Die Bürgerinnen und Bürger für Bensheim (BfB) nehmen diese Entwicklung zum Anlass, die Bensheimer Baumschutzsatzung grundlegend zu überprüfen und eine Überarbeitung anzustoßen. Einen wichtigen fachlichen Impuls dazu gab Annette Hennemann, Dipl.-Ingenieurin der Landespflege. Sie macht deutlich, dass Menschen, Tiere und Pflanzen zunehmend unter Hitze, Trockenheit und extremen Wetterlagen leiden.

Gerade die Stadt heize sich besonders stark auf, Menschen, die in der Stadtmitte wohnen, seien den Belastungen besonders ausgesetzt. Dort, wo viele Flächen versiegelt sind, wo wenig Schatten vorhanden ist und wo sich Wärme zwischen Gebäuden, Straßen und Plätzen staut, werde der Sommer schnell zur gesundheitlichen und alltäglichen Herausforderung.

Die Antwort darauf ist aus Sicht der BfB klar: Bensheim braucht mehr wirksames Grün und vor allem einen besseren Schutz bestehender Bäume. „Wir brauchen dringend Schatten, Verdunstung und kühle Orte, um wieder durchatmen zu können. Wir brauchen Bäume, Bäume und nochmals Bäume“, erklärt Annette Hennemann.

Bäume sind nicht nur ein schöner Bestandteil des Stadtbildes, sondern eine notwendige Infrastruktur für die Stadt der Zukunft. Sie spenden Schatten, binden Staub und CO₂, produzieren Sauerstoff, speichern Wasser, verdunsten Feuchtigkeit und kühlen dadurch ihre Umgebung spürbar. Gerade in Hitzesommern leisten große Bäume damit etwas, was technische oder gestalterische Ersatzlösungen nicht annähernd erreichen.

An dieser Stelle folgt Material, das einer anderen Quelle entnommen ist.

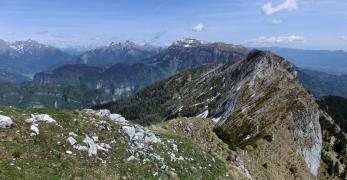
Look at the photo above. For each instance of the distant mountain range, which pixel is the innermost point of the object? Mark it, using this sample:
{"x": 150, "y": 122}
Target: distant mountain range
{"x": 117, "y": 53}
{"x": 120, "y": 80}
{"x": 323, "y": 84}
{"x": 332, "y": 62}
{"x": 26, "y": 58}
{"x": 121, "y": 69}
{"x": 259, "y": 109}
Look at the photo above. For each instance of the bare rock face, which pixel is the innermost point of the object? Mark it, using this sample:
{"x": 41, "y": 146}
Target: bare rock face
{"x": 259, "y": 108}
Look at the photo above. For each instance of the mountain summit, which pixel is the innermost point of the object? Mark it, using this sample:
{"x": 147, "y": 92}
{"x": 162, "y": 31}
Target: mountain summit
{"x": 259, "y": 109}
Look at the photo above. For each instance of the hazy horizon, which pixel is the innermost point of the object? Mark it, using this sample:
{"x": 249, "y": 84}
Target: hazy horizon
{"x": 260, "y": 23}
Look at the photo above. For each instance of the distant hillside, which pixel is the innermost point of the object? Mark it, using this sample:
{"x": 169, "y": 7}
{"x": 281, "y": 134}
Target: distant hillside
{"x": 117, "y": 53}
{"x": 333, "y": 62}
{"x": 66, "y": 86}
{"x": 9, "y": 77}
{"x": 29, "y": 57}
{"x": 259, "y": 109}
{"x": 336, "y": 107}
{"x": 323, "y": 84}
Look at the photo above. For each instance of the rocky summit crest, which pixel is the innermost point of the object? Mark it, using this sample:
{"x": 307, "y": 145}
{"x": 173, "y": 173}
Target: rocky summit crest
{"x": 258, "y": 106}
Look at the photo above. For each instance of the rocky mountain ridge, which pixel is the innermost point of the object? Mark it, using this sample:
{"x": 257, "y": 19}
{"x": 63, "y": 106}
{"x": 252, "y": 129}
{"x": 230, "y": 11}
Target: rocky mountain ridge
{"x": 118, "y": 53}
{"x": 29, "y": 57}
{"x": 67, "y": 86}
{"x": 257, "y": 104}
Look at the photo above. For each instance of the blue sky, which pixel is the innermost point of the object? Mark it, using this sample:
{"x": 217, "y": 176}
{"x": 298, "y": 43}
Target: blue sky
{"x": 309, "y": 24}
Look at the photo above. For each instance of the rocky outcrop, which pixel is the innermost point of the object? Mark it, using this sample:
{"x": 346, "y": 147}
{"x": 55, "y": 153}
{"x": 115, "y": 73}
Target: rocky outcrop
{"x": 259, "y": 107}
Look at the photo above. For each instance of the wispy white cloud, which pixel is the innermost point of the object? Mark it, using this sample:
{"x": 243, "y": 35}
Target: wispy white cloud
{"x": 199, "y": 28}
{"x": 277, "y": 21}
{"x": 276, "y": 39}
{"x": 42, "y": 32}
{"x": 287, "y": 5}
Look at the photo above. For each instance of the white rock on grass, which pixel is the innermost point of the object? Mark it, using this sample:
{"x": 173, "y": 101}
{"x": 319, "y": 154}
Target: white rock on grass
{"x": 5, "y": 122}
{"x": 203, "y": 114}
{"x": 68, "y": 152}
{"x": 34, "y": 129}
{"x": 103, "y": 126}
{"x": 40, "y": 117}
{"x": 118, "y": 118}
{"x": 73, "y": 134}
{"x": 103, "y": 147}
{"x": 105, "y": 113}
{"x": 130, "y": 131}
{"x": 92, "y": 148}
{"x": 71, "y": 140}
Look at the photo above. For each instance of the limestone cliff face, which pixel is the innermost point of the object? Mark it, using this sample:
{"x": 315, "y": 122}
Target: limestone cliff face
{"x": 259, "y": 109}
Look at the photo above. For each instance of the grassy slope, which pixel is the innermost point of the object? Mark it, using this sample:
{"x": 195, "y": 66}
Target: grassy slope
{"x": 43, "y": 157}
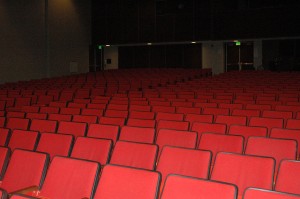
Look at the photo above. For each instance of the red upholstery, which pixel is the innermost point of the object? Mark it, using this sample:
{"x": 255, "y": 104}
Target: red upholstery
{"x": 70, "y": 178}
{"x": 208, "y": 128}
{"x": 287, "y": 134}
{"x": 183, "y": 161}
{"x": 247, "y": 131}
{"x": 133, "y": 154}
{"x": 141, "y": 123}
{"x": 269, "y": 123}
{"x": 175, "y": 125}
{"x": 278, "y": 149}
{"x": 50, "y": 109}
{"x": 244, "y": 171}
{"x": 92, "y": 111}
{"x": 43, "y": 125}
{"x": 73, "y": 128}
{"x": 141, "y": 115}
{"x": 198, "y": 118}
{"x": 23, "y": 139}
{"x": 25, "y": 169}
{"x": 247, "y": 113}
{"x": 230, "y": 120}
{"x": 123, "y": 182}
{"x": 55, "y": 144}
{"x": 169, "y": 116}
{"x": 176, "y": 138}
{"x": 293, "y": 124}
{"x": 4, "y": 136}
{"x": 288, "y": 178}
{"x": 164, "y": 109}
{"x": 16, "y": 114}
{"x": 59, "y": 117}
{"x": 120, "y": 121}
{"x": 41, "y": 116}
{"x": 17, "y": 123}
{"x": 116, "y": 113}
{"x": 254, "y": 193}
{"x": 218, "y": 142}
{"x": 4, "y": 157}
{"x": 89, "y": 119}
{"x": 188, "y": 110}
{"x": 178, "y": 187}
{"x": 137, "y": 134}
{"x": 93, "y": 149}
{"x": 70, "y": 111}
{"x": 104, "y": 131}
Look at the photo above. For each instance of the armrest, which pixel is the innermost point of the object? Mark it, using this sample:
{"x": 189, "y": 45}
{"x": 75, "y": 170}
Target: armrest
{"x": 28, "y": 190}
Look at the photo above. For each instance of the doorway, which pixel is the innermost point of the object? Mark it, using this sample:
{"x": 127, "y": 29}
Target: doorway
{"x": 239, "y": 56}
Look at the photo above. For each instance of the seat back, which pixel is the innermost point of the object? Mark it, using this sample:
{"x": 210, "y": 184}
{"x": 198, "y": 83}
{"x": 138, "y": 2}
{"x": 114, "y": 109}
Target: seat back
{"x": 254, "y": 193}
{"x": 74, "y": 128}
{"x": 177, "y": 187}
{"x": 288, "y": 177}
{"x": 70, "y": 178}
{"x": 278, "y": 149}
{"x": 244, "y": 171}
{"x": 247, "y": 131}
{"x": 55, "y": 144}
{"x": 4, "y": 136}
{"x": 4, "y": 157}
{"x": 138, "y": 155}
{"x": 93, "y": 149}
{"x": 23, "y": 140}
{"x": 17, "y": 123}
{"x": 218, "y": 142}
{"x": 183, "y": 161}
{"x": 48, "y": 126}
{"x": 104, "y": 131}
{"x": 137, "y": 134}
{"x": 124, "y": 182}
{"x": 141, "y": 122}
{"x": 25, "y": 169}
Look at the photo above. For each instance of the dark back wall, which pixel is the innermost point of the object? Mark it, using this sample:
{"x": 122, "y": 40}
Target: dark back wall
{"x": 140, "y": 21}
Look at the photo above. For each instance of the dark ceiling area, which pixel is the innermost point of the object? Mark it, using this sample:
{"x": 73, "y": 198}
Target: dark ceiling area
{"x": 142, "y": 21}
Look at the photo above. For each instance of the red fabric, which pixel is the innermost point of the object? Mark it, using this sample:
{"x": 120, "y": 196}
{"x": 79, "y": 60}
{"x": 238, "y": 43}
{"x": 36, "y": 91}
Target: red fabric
{"x": 218, "y": 142}
{"x": 208, "y": 128}
{"x": 253, "y": 193}
{"x": 17, "y": 123}
{"x": 3, "y": 136}
{"x": 43, "y": 125}
{"x": 288, "y": 178}
{"x": 25, "y": 169}
{"x": 136, "y": 155}
{"x": 92, "y": 149}
{"x": 169, "y": 116}
{"x": 23, "y": 139}
{"x": 70, "y": 178}
{"x": 244, "y": 171}
{"x": 176, "y": 125}
{"x": 188, "y": 162}
{"x": 269, "y": 123}
{"x": 179, "y": 187}
{"x": 121, "y": 182}
{"x": 278, "y": 149}
{"x": 137, "y": 134}
{"x": 55, "y": 144}
{"x": 73, "y": 128}
{"x": 247, "y": 131}
{"x": 104, "y": 131}
{"x": 141, "y": 123}
{"x": 141, "y": 115}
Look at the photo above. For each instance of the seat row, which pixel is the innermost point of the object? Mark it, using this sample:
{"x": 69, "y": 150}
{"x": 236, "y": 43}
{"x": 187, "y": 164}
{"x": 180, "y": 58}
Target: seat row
{"x": 232, "y": 176}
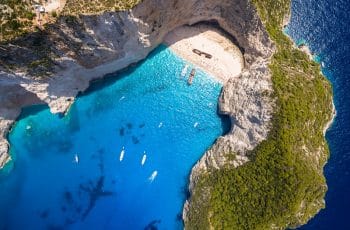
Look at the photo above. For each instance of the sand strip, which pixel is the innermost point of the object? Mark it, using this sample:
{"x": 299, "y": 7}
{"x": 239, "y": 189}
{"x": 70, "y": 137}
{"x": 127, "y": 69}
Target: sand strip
{"x": 226, "y": 61}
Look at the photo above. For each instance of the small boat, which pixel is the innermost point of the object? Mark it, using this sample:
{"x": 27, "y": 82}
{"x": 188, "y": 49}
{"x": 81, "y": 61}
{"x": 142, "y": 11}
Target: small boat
{"x": 76, "y": 158}
{"x": 122, "y": 154}
{"x": 184, "y": 70}
{"x": 143, "y": 158}
{"x": 190, "y": 79}
{"x": 153, "y": 176}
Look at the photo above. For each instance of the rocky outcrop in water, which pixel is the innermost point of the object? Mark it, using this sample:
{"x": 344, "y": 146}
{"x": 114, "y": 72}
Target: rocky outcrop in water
{"x": 75, "y": 51}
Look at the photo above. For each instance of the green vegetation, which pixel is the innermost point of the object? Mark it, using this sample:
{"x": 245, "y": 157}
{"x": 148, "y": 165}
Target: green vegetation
{"x": 16, "y": 18}
{"x": 283, "y": 184}
{"x": 75, "y": 7}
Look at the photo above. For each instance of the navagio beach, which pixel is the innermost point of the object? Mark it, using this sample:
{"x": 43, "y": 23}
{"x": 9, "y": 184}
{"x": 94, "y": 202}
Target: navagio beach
{"x": 228, "y": 103}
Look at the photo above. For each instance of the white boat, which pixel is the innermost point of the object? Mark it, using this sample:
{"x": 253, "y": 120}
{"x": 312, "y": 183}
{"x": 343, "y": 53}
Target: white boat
{"x": 122, "y": 154}
{"x": 144, "y": 158}
{"x": 153, "y": 176}
{"x": 184, "y": 71}
{"x": 76, "y": 158}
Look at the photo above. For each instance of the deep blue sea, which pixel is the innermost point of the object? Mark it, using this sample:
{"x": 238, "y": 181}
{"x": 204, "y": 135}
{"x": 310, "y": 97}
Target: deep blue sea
{"x": 324, "y": 25}
{"x": 120, "y": 158}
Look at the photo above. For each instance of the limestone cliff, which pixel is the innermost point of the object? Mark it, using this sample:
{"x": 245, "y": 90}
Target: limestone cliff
{"x": 53, "y": 65}
{"x": 89, "y": 47}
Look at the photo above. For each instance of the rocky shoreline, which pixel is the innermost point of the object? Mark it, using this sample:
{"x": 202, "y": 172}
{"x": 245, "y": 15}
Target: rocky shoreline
{"x": 112, "y": 41}
{"x": 82, "y": 49}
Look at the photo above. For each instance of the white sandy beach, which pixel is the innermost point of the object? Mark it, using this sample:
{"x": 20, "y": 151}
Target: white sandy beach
{"x": 227, "y": 60}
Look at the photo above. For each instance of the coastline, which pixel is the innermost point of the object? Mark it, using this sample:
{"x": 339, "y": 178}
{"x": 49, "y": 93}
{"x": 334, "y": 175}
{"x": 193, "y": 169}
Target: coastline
{"x": 226, "y": 61}
{"x": 304, "y": 48}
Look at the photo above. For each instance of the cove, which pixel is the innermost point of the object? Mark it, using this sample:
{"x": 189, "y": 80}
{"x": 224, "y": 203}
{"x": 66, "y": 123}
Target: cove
{"x": 69, "y": 172}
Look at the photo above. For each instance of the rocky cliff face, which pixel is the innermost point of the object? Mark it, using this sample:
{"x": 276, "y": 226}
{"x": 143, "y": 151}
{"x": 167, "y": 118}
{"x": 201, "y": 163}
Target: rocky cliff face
{"x": 79, "y": 50}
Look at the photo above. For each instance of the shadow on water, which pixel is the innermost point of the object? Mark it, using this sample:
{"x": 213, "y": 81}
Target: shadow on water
{"x": 111, "y": 78}
{"x": 32, "y": 110}
{"x": 152, "y": 225}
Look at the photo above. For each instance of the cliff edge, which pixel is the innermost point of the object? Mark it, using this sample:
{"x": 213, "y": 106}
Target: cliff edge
{"x": 267, "y": 172}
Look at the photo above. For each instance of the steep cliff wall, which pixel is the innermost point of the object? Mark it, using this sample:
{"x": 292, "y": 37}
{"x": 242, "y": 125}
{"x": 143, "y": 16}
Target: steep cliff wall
{"x": 280, "y": 182}
{"x": 78, "y": 50}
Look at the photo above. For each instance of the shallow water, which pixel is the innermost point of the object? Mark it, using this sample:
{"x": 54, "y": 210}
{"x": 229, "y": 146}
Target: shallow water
{"x": 68, "y": 172}
{"x": 324, "y": 26}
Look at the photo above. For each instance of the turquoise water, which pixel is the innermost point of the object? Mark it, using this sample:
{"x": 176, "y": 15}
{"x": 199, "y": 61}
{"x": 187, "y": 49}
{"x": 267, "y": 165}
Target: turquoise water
{"x": 68, "y": 172}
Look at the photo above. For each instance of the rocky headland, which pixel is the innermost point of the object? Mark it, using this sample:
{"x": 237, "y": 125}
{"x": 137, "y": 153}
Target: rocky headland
{"x": 53, "y": 65}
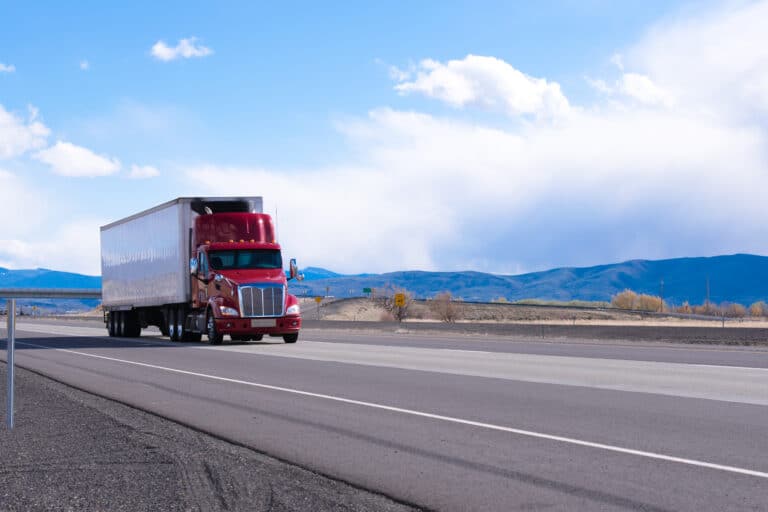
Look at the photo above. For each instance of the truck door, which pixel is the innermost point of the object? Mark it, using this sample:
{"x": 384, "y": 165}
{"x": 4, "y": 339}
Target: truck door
{"x": 202, "y": 286}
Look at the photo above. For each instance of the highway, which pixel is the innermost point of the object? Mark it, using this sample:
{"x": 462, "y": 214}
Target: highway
{"x": 455, "y": 422}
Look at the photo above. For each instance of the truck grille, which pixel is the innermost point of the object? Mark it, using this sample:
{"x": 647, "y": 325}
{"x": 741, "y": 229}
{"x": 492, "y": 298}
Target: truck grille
{"x": 258, "y": 301}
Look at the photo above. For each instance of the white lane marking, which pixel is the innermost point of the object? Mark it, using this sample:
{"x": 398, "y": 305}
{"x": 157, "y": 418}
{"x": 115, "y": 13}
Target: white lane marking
{"x": 449, "y": 419}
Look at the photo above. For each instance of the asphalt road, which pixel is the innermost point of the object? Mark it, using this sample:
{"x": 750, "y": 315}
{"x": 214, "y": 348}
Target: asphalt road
{"x": 456, "y": 423}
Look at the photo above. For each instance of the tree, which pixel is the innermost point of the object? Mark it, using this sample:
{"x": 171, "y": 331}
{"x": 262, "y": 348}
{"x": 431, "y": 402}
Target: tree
{"x": 399, "y": 313}
{"x": 624, "y": 300}
{"x": 445, "y": 308}
{"x": 758, "y": 309}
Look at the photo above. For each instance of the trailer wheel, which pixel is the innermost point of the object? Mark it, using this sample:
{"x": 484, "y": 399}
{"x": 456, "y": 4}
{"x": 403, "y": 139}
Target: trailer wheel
{"x": 171, "y": 320}
{"x": 132, "y": 324}
{"x": 120, "y": 321}
{"x": 179, "y": 316}
{"x": 214, "y": 338}
{"x": 111, "y": 324}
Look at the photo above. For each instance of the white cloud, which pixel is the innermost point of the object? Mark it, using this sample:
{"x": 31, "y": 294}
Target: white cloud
{"x": 18, "y": 136}
{"x": 487, "y": 82}
{"x": 642, "y": 89}
{"x": 716, "y": 60}
{"x": 15, "y": 198}
{"x": 72, "y": 247}
{"x": 67, "y": 159}
{"x": 143, "y": 172}
{"x": 186, "y": 48}
{"x": 616, "y": 180}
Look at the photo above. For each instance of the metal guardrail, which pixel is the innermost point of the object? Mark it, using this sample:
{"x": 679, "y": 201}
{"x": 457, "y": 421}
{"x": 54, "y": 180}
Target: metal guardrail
{"x": 11, "y": 294}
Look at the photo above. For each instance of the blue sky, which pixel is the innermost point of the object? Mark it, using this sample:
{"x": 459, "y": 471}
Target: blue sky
{"x": 495, "y": 136}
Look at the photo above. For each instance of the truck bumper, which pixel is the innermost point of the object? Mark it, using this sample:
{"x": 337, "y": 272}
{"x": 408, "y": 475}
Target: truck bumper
{"x": 242, "y": 326}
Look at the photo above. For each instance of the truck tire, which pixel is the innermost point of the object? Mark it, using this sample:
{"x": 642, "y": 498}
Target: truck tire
{"x": 214, "y": 337}
{"x": 111, "y": 325}
{"x": 132, "y": 324}
{"x": 171, "y": 321}
{"x": 178, "y": 325}
{"x": 120, "y": 324}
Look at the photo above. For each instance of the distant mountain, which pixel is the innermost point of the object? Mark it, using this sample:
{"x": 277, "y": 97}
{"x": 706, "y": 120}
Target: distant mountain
{"x": 44, "y": 278}
{"x": 739, "y": 278}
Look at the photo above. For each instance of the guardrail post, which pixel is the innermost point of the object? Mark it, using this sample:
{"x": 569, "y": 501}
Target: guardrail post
{"x": 10, "y": 348}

„Kein Sonnensegel, kein künstlicher Wassersprühnebel und kein noch so großes Gehölz in künstlichen Pflanzkästen kann die Dimension der Leistung eines Baumes erreichen“, betont Annette Hennemann. Diese Feststellung bringt aus Sicht der BfB den Kern der Debatte auf den Punkt: Wer über Klimaanpassung, Aufenthaltsqualität und Gesundheit in der Stadt spricht, muss über Bäume sprechen.

„Bäume sind einer der besten Schutzfaktoren gegen Hitze, Trockenheit und Starkregen“, erklärt BfB-Fraktionsvorsitzender Stefan Beckmann. „Sie sind keine Dekoration, sondern ein entscheidender Bestandteil einer klimaangepassten Stadtentwicklung. Gerade angesichts zunehmender Trockenperioden und extremer Wetterereignisse müssen wir prüfen, ob unsere aktuelle Baumschutzsatzung noch ausreichend wirksam ist.“

Nach Auffassung der BfB reicht es nicht aus, immer wieder neue Bäume zu pflanzen. Das sei wichtig, aber gerade in der Stadt werde es zunehmend schwieriger, junge Bäume dauerhaft groß und widerstandsfähig zu bekommen. Hitze, Trockenheit, verdichtete Böden, enge Pflanzräume, Leitungen im Untergrund und Nutzungskonflikte erschweren das Anwachsen. Umso wichtiger sei es, die vorhandenen, großen und klimawirksamen Bäume konsequent zu erhalten.

Der Schutz bestehender Bäume und eine verlässliche Nachpflanzung bei notwendigen Fällungen seien daher zentrale Aufgaben der Stadtentwicklung der Zukunft – auch in Bensheim.

Die bestehende Bensheimer Baumschutzsatzung ist grundsätzlich ein wichtiges Instrument. Sie ist aber in die Jahre gekommen und muss auf ihre Wirksamkeit überprüft werden. Aus Sicht der BfB geht es dabei nicht nur um juristische Formulierungen, sondern um die praktische Frage, ob am Ende tatsächlich mehr Bäume erhalten bleiben, Ersatzpflanzungen erfolgen und Ausgleichszahlungen sichtbar in neues Grün investiert werden.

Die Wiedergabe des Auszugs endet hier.